Week #21 (10/20 & 23)

This week your basket contains: Kabocha winter squash, cucumbers, sweet peppers, kale, leeks, spinach, lettuce, GREEN TOMATOES, eggplants, broccoli, and rainbow carrots.

Thank you to all of you who came out to our pumpkin pick-up weekend.  We had a great time seeing you, sharing food with you and watching the kids (and adults) having fun choosing the perfect pumpkin for carving.  Congratulations to our three “guess the weight, win the pumpkin” winners: Kym on Saturday (63.8 Lbs.), Justin on Sunday (40.8 Lbs.) and Neil who won the largest pumpkin (124.8 Lbs.). All three winners’ guesses were within a pound of the actual weight.

We love Kabocha squash.  It has a wonderfully flaky and tasty flesh that is very similar to sweet potato. You can substitute it for sweet potato in most recipes or simply bake it as outlined below.

BAKED KABOCHA SQUASH

After removing the seeds, cut the halves into thin wedges either with the skin on or off.   Sprinkle them with olive oil, salt, and black pepper.  Bake in a hot oven (4000) until browned on one side.  Turn the wedges over to brown evenly.  You can eat them hot, let them cool as a snack or use them as the basis for a pureed squash soup such as the one below.

SQUASH LEEK SOUP

Here is a wonderfully simple recipe that marries the flavors of leeks and squash. It makes a rich but low-calorie soup that warms you up on wet fall days.  Bake a winter squash, when the flesh is tender scoop it out and set aside.  Sauté one large or two small leeks in a little olive oil until translucent and tender.  At the same time bring four cups of stock (vegetable or chicken) or water to a boil.  Add the leeks and the flesh of the squash to the stock; season with herbs (salt, pepper, bay, thyme, dill or any combination) and bring to a boil again.  Take the soup off the heat and allow it to cool a bit.  Puree the soup in a blender and serve with sour cream or yogurt garnish.

The turn in the weather has been the final blow to our tomatoes.  The vines have succumbed to late blight and will not be ripening any more fruit.  For those of us who love green tomatoes, this is not a sad situation, it is an opportunity to make some of our favorite dishes like theses:

FRIED GREEN TOMATOES

Fried green tomatoes are extremely easy to make.

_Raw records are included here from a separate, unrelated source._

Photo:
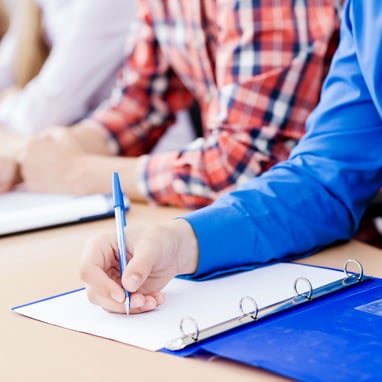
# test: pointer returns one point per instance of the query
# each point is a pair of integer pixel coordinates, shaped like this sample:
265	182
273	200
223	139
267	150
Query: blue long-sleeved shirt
316	197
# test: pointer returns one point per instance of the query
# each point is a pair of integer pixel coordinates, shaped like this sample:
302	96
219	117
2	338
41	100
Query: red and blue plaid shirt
256	69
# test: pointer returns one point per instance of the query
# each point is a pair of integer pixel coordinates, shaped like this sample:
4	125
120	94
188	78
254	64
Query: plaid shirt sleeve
268	62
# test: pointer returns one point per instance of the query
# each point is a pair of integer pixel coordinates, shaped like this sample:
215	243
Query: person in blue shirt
315	198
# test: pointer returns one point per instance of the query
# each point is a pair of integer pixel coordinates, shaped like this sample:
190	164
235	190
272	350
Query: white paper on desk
208	302
23	211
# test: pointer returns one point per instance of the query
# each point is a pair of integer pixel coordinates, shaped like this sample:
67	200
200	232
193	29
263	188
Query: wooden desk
43	263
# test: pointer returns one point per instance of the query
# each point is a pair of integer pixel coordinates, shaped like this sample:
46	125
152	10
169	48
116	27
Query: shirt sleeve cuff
225	239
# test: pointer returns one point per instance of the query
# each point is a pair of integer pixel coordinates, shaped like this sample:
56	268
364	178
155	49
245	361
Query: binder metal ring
195	334
359	265
307	294
252	313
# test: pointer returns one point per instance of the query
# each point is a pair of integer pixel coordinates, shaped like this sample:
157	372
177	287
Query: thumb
137	271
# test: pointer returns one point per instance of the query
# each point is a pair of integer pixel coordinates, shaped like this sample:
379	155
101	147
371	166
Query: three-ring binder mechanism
249	311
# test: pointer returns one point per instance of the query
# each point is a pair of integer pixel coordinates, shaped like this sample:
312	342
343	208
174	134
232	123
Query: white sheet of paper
22	211
208	302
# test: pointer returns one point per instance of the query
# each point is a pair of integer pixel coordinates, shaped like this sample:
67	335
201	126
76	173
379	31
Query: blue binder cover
334	338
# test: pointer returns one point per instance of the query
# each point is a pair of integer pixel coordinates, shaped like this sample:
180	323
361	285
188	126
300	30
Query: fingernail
132	282
117	296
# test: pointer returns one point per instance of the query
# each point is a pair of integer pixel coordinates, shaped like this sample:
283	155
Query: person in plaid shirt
256	70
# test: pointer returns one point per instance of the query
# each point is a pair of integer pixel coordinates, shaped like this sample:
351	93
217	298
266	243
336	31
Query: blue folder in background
334	338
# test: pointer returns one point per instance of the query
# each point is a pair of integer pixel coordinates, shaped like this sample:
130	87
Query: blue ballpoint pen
120	219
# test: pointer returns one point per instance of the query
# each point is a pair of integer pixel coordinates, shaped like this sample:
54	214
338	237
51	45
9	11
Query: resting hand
155	257
50	162
9	174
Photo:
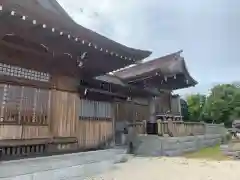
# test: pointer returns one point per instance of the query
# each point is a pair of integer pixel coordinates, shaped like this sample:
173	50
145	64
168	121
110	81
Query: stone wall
152	145
63	167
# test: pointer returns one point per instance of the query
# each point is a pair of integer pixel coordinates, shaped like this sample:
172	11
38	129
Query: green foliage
195	106
222	105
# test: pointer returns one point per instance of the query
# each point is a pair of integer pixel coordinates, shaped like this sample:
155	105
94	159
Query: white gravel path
173	169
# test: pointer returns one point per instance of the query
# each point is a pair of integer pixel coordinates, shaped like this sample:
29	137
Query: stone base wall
65	167
152	145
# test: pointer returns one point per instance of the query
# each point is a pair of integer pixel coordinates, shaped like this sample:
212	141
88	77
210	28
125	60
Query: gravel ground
173	169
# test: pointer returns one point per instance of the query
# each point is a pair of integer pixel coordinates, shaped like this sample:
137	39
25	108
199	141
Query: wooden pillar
152	106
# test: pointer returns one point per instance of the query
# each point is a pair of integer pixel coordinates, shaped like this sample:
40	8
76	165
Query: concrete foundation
153	145
76	166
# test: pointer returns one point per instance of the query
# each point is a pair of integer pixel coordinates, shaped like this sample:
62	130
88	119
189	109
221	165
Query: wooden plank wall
66	122
8	132
132	112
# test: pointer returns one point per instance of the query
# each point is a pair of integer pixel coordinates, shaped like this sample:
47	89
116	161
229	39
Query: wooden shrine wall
74	117
24	112
131	111
164	103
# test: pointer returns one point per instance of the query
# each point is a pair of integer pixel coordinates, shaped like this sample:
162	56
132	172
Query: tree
222	105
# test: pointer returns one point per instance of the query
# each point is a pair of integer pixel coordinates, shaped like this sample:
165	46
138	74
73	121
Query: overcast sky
208	31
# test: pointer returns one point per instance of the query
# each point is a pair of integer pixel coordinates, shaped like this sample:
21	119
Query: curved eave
51	14
124	88
169	72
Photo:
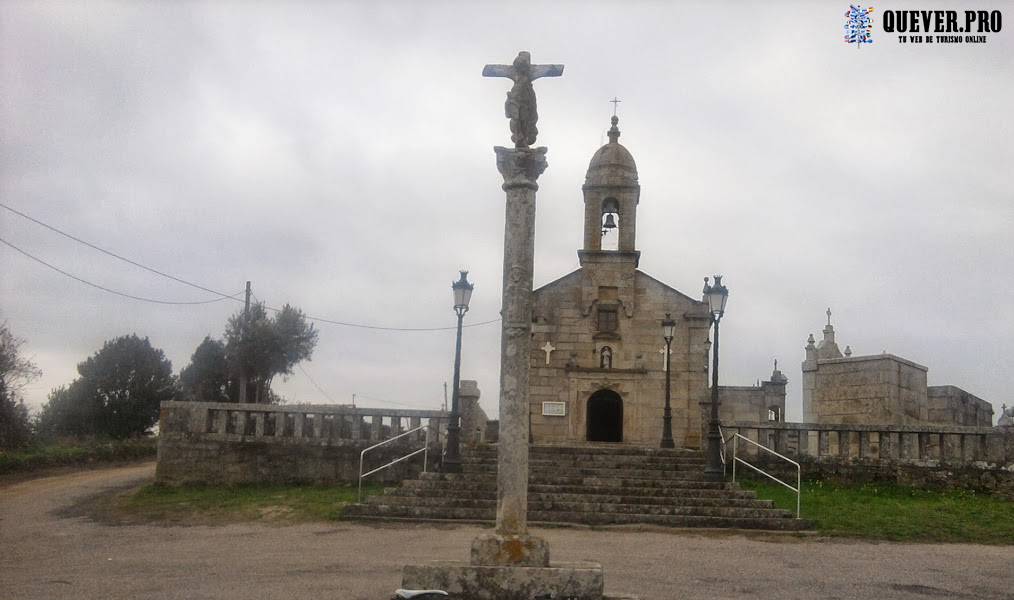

On a plate or in a shallow bowl, beat 1-2 eggs.  Cut green tomatoes approx. ¼ to ½ inch thick, dip in egg, coat with bread crumbs and fry in a small amount of butter.  Squeeze the juice of one lemon over the fried slices and serve

CREAM OF GREEN TOMATO SOUP

Base:

3 onions

10 green tomatoes

1 cup chicken or vegetable stock

4 Tbs butter

For each 2 cups of base, add:

1 ½ cups half-and-half

2 tsp sugar

1 tsp salt

Cut onions and cook slowly in butter in a large heavy pot.  When they are soft, add cut, cored but not peeled tomatoes.  Cook slowly for 30 minutes, cover pot and cook an additional 30 minutes.  Add broth and pass the soup through a strainer or food mill to remove the seeds and skin.  This is the base of the soup, which can be frozen for later use.

When ready to use, stir in half-and-half, sugar and salt.  Taste and adjust seasoning as needed.  Serve hot or chilled topped with a Tbsp. of sour cream.  From Classic American Food Without Fuss by McCullough and Witt.